The lawsuit, filed on May 15, accuses Guay of market manipulation between January 2018 and August 2022. Through this alleged manipulation, Guay is said to have obtained tax advantages of approximately $1.6 million, according to the AMF. The allegations are yet to be proven before the Tribunal administratif des marchés financiers, which is scheduled to hear the case starting June 19.
The AMF seeks repayment of the $1.6 million, along with administrative penalties totaling $550,000. They also demand a five-year ban on Guay from engaging in securities transactions and managing an investment fund. The lawsuit claims that Guay repeatedly engaged in unscrupulous stock trading practices, endangering the integrity and sustainability of financial markets.

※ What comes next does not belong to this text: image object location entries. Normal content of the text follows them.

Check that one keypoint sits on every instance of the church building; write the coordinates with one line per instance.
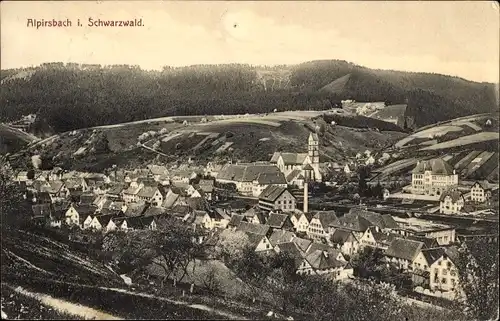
(290, 162)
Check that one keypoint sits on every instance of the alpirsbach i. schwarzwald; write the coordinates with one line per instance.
(115, 23)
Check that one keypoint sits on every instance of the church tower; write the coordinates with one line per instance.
(313, 153)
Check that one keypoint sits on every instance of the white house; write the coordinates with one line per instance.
(451, 202)
(433, 177)
(480, 192)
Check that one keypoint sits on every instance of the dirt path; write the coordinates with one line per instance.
(67, 307)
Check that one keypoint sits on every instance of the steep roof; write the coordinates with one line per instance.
(432, 255)
(340, 236)
(437, 166)
(272, 192)
(326, 218)
(281, 236)
(404, 249)
(245, 173)
(454, 194)
(236, 220)
(271, 178)
(295, 174)
(321, 260)
(277, 220)
(293, 158)
(259, 229)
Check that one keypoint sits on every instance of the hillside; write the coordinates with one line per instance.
(469, 144)
(79, 96)
(243, 138)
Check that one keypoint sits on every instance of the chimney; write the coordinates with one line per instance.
(306, 195)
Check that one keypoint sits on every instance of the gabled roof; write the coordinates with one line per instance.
(295, 174)
(236, 220)
(147, 191)
(302, 244)
(483, 184)
(404, 249)
(277, 220)
(293, 158)
(454, 194)
(281, 236)
(135, 209)
(245, 173)
(272, 192)
(326, 218)
(321, 260)
(259, 229)
(437, 166)
(341, 236)
(432, 255)
(271, 178)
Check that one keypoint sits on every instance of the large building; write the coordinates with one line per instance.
(277, 198)
(289, 162)
(433, 177)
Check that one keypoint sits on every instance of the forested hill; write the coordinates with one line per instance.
(76, 96)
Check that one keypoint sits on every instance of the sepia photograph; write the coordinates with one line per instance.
(249, 160)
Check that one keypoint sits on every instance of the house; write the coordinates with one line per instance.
(215, 219)
(254, 228)
(259, 242)
(433, 177)
(92, 223)
(444, 272)
(255, 216)
(244, 175)
(358, 220)
(288, 162)
(444, 234)
(323, 262)
(451, 202)
(277, 198)
(402, 252)
(279, 221)
(150, 194)
(319, 227)
(301, 220)
(346, 241)
(373, 237)
(264, 180)
(280, 236)
(236, 220)
(135, 209)
(480, 192)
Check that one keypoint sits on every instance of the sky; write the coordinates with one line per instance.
(454, 38)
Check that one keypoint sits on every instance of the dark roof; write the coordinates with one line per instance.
(404, 249)
(259, 229)
(432, 255)
(437, 166)
(454, 194)
(340, 236)
(245, 173)
(271, 178)
(236, 220)
(277, 220)
(281, 236)
(135, 209)
(272, 192)
(326, 218)
(484, 185)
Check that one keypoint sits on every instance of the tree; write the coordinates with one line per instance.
(368, 263)
(14, 210)
(477, 265)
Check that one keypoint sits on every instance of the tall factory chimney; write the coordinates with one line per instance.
(307, 173)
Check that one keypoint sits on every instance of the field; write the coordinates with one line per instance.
(242, 137)
(466, 140)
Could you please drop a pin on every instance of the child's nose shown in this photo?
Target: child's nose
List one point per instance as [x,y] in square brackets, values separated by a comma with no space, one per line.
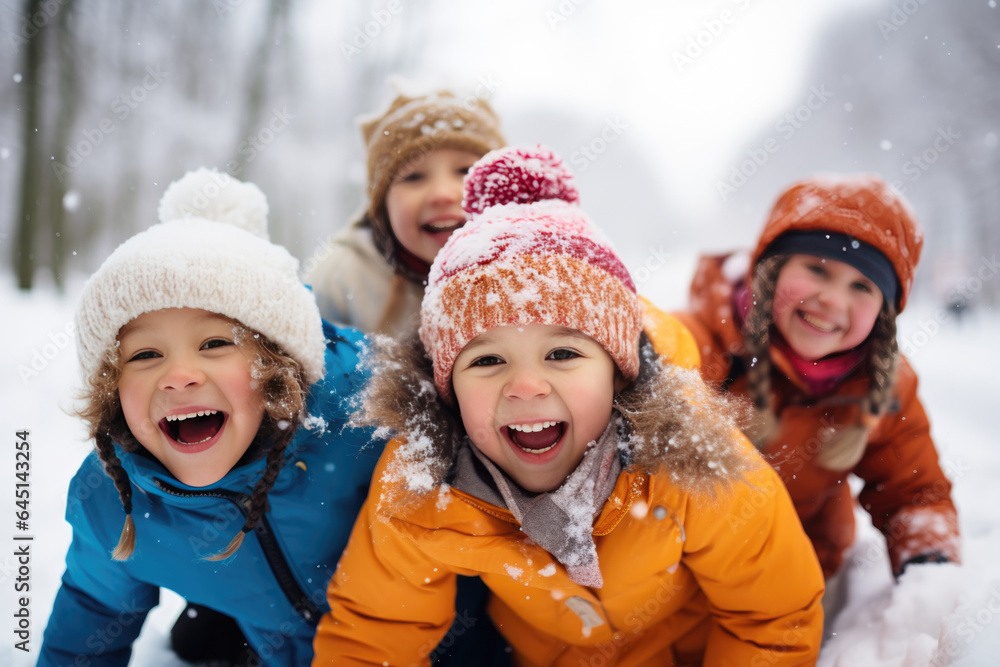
[446,188]
[525,383]
[181,373]
[832,297]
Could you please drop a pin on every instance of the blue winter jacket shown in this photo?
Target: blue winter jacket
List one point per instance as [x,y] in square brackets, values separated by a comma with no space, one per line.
[275,584]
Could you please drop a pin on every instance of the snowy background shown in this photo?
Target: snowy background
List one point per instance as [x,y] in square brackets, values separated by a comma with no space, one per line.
[681,119]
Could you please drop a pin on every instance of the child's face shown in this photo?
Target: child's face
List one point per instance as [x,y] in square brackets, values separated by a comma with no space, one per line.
[183,361]
[424,201]
[823,306]
[512,380]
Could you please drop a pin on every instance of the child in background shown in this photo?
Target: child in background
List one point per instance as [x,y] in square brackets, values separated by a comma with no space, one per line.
[600,491]
[223,468]
[809,334]
[371,275]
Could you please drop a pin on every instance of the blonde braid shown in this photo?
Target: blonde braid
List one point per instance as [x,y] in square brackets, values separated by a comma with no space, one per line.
[847,446]
[757,340]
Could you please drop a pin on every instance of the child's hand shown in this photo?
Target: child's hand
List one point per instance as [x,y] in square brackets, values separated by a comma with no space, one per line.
[920,559]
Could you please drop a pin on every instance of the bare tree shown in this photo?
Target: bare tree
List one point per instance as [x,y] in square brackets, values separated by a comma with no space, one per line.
[30,211]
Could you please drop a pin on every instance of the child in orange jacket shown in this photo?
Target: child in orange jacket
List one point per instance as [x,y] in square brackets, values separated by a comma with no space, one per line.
[556,441]
[808,332]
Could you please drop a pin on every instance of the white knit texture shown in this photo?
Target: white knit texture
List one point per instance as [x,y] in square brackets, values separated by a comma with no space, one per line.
[215,266]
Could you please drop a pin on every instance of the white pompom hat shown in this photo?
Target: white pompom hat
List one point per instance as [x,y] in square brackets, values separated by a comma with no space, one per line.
[210,251]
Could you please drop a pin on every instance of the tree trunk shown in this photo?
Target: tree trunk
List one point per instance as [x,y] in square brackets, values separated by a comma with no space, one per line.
[61,137]
[29,207]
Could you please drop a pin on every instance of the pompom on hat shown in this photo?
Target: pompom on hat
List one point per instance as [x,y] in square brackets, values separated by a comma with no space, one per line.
[209,251]
[528,255]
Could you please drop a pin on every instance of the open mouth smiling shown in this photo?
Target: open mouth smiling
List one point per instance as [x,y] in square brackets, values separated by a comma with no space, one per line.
[193,428]
[536,438]
[444,226]
[817,323]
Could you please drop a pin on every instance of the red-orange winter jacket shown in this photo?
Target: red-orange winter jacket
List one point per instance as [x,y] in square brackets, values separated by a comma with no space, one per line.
[905,491]
[688,579]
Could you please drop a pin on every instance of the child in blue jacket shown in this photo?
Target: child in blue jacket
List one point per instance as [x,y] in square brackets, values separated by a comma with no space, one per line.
[223,470]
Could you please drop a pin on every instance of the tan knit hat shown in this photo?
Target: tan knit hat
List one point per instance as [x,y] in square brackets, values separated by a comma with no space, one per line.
[412,127]
[210,251]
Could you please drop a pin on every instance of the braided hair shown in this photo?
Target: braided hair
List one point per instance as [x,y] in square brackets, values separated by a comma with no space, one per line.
[844,448]
[283,387]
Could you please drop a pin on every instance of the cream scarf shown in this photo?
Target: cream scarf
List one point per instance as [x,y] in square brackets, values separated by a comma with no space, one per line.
[559,521]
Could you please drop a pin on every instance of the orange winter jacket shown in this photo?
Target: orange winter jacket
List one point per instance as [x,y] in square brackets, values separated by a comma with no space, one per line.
[688,579]
[905,491]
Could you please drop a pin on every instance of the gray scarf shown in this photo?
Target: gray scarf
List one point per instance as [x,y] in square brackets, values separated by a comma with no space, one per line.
[560,521]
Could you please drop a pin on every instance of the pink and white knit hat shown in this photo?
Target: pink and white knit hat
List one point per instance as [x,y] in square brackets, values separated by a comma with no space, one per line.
[528,255]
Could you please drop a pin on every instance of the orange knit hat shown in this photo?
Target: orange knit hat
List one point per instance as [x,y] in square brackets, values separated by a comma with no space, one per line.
[861,206]
[529,255]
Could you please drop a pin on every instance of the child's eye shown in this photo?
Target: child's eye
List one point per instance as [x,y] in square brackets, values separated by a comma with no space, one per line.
[412,177]
[862,287]
[488,360]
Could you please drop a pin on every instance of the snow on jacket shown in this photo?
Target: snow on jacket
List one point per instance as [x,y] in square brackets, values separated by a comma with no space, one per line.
[905,490]
[688,578]
[355,286]
[274,585]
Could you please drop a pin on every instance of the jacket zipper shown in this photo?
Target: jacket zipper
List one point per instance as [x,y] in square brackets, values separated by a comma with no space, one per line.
[268,543]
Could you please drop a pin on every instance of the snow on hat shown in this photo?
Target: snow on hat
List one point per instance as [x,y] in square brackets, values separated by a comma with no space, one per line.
[864,219]
[529,255]
[209,251]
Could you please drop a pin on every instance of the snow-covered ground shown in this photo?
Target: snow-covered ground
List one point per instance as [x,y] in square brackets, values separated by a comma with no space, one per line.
[936,615]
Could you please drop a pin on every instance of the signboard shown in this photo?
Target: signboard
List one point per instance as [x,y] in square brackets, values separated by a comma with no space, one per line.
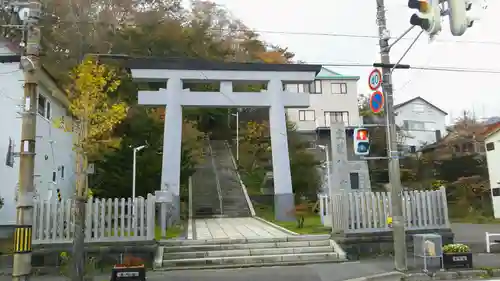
[128,274]
[375,79]
[377,101]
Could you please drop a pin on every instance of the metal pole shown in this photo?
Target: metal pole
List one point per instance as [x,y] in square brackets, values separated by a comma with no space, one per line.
[134,165]
[392,145]
[24,211]
[237,136]
[328,169]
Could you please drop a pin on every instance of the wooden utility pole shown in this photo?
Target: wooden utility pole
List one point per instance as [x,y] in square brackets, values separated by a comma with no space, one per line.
[24,217]
[398,228]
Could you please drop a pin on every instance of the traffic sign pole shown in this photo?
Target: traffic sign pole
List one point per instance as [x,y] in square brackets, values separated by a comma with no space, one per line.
[375,79]
[377,102]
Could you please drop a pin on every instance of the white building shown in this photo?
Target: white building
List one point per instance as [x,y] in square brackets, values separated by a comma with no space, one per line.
[332,94]
[492,146]
[54,160]
[422,122]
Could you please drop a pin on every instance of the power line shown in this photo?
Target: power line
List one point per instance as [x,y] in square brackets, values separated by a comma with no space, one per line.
[298,33]
[429,68]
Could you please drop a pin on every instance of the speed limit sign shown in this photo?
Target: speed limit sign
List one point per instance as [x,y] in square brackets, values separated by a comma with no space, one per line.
[375,79]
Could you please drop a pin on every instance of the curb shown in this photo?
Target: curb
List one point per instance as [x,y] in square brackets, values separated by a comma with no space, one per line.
[276,226]
[440,275]
[382,276]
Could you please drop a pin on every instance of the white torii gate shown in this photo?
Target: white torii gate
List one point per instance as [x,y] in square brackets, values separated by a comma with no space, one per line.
[174,97]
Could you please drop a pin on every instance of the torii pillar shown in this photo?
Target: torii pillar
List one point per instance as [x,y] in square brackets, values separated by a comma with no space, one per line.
[174,97]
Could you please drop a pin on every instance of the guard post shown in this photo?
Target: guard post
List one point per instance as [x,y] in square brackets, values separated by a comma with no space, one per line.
[23,239]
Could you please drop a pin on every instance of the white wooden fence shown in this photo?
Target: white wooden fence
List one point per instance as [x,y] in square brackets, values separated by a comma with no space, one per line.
[107,220]
[357,212]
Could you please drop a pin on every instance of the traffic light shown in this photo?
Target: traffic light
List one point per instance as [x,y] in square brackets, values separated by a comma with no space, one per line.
[429,16]
[361,142]
[459,21]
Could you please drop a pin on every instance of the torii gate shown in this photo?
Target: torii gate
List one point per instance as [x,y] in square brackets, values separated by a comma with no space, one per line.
[174,97]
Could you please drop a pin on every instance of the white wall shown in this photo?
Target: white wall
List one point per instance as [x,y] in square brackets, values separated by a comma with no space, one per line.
[326,101]
[493,161]
[434,119]
[10,126]
[59,152]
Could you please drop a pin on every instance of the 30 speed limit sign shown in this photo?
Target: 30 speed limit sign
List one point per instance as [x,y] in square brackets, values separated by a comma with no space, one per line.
[375,79]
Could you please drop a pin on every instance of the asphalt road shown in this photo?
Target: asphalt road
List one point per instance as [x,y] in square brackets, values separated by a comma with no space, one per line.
[317,272]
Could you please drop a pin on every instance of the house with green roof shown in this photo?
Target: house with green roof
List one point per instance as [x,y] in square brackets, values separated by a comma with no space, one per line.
[332,95]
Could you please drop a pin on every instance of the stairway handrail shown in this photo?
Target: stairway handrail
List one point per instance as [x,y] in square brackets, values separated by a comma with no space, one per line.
[217,181]
[243,187]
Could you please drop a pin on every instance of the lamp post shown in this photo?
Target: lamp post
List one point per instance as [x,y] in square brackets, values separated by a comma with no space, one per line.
[328,171]
[134,165]
[237,115]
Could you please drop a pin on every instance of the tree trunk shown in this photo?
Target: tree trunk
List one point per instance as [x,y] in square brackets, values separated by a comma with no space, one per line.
[79,240]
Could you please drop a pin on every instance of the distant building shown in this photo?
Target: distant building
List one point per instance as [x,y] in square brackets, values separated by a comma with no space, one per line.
[332,95]
[422,123]
[54,160]
[492,148]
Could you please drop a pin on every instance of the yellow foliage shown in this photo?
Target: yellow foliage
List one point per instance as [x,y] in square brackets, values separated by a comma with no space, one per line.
[193,141]
[90,103]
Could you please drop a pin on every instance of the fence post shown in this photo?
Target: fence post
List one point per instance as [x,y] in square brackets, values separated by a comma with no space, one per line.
[445,206]
[150,213]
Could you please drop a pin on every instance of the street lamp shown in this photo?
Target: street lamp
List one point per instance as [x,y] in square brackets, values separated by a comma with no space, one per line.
[136,149]
[328,171]
[237,115]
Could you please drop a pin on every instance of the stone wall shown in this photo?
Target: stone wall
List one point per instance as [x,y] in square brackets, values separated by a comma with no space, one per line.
[46,258]
[372,244]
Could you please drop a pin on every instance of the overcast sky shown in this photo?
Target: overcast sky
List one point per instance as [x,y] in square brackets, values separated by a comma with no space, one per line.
[451,91]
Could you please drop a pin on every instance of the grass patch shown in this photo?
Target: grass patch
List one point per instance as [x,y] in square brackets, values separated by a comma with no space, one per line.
[312,222]
[172,232]
[476,220]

Guay is accused of creating at least 25 accounts in the names of his three children and spouse, which he used to orchestrate transactions for his personal gain and that of his family. One of his daughters is said to have aided him in the scheme, according to the AMF. His wife was reportedly unaware of these transactions, which were discovered by AMF investigators.
In an October 2023 interview, Guay admitted to making a mistake in his actions. He served as president and CEO of the Caisse de dépôt et placement du Québec from September 2008 to November 2009 and currently serves as a professor at the Université du Québec à Montréal. Guay has held positions in pension fund committees for HEC Montréal and the Fonds HEC Montréal but resigned during the AMF investigation.
The lawsuit alleges that Guay was first warned in 2018 for practices dating back to 2014 and 2015. Instead of complying, Guay is said to have modified his strategy by using not only his own accounts but also those belonging to third parties. The AMF details a series of transactions, some made in a matter of minutes, and alleges that these manipulations allowed for the "unjustified enrichment" of his family's tax-free savings accounts while causing artificial losses in his taxable accounts.
- The lawsuit filed against Richard Guay involves allegations of market manipulation and unscrupulous stock trading practices, which fall under the category of general-news and crime-and-justice.
- Personal-finance is implicated in this case as the AMF alleges that Guay used fraudulent practices to obtain tax advantages for his family, utilizing the accounts of his children and spouse to invest without their knowledge.
- This lawsuit, which has significant implications for business and finance, also highlights the importance of ethical practices and maintaining the integrity of the financial markets, thereby impacting the wider business world.